Refiners See Little Benefit To Opening Petroleum Reserve
September 22, 2000
Al Gore is urging President Clinton to release oil from the nation's Strategic Petroleum Reserve. But refinery managers say the move would have little impact on supplies of home heating oil because oil refineries are already running at near peak capacity.
- Refineries are running at 95 percent of capacity nationally and at 96.5 percent in the Gulf Coast region where the government's reserves are located.
- Refining capacity is tight because no new refineries have been built since the 1970s.
- Instead, the industry has spent $7 billion during the last decade to comply with stringent federal environmental rules, analysts say.
If Clinton agrees to the release, the amount would probably be about 1 million barrels a day, which could push the price of crude down about 10 percent to 15 percent temporarily. However, in response, some Middle East countries might reduce production to maintain prices.
The strategic reserve exists as an emergency supply in case of a major supply disruption or war, notes George W. Bush -- not as an aid in manipulating oil prices.
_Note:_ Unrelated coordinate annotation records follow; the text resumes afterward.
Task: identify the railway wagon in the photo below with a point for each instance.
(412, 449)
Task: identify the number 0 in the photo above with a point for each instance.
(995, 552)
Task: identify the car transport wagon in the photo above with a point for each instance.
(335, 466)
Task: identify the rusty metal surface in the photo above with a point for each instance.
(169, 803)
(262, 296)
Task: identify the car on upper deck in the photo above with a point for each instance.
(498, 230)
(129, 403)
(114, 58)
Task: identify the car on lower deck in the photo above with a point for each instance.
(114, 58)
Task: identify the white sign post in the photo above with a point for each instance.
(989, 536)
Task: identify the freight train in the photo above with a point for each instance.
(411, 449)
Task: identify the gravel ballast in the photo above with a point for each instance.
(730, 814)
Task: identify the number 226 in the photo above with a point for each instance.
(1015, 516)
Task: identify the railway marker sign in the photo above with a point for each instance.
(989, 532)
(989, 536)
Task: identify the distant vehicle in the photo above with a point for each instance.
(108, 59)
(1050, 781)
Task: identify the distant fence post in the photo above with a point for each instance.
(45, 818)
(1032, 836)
It was created 24 years ago in response to the Middle East oil embargo and has not been tapped since the 1991 Persian Gulf War.
- The reserve currently hold 571 million barrels of unrefined, crude oil.
- The oil is stored in about 50 caverns leached out of salt domes.
- Former Deputy Secretary of Energy Henson Moore told the White House Bulletin that "those reservoirs were not built to withstand a constant inflow and outflow of oil....Every time you move oil in and out of them, you're decreasing the lifespan for the reservoir."
The release is opposed by Treasury Secretary Lawrence Summers and Federal Reserve Board Chairman Alan Greenspan, according to a Summers memo to Clinton.
Sources: Alexei Barrionuevo, "Tapping the Strategic Petroleum Reserve Would Do Little for Heating Oil Supplies," Wall Street Journal; and Editorial, "Who'll Solve the 'Crisis'?" Investor's Business Daily, both on September 22, 2000; "Former Energy Official Sees Gore's Proposals As Ineffectual in Dealing with Underlying Crisis," White House Bulletin, September 21, 2000.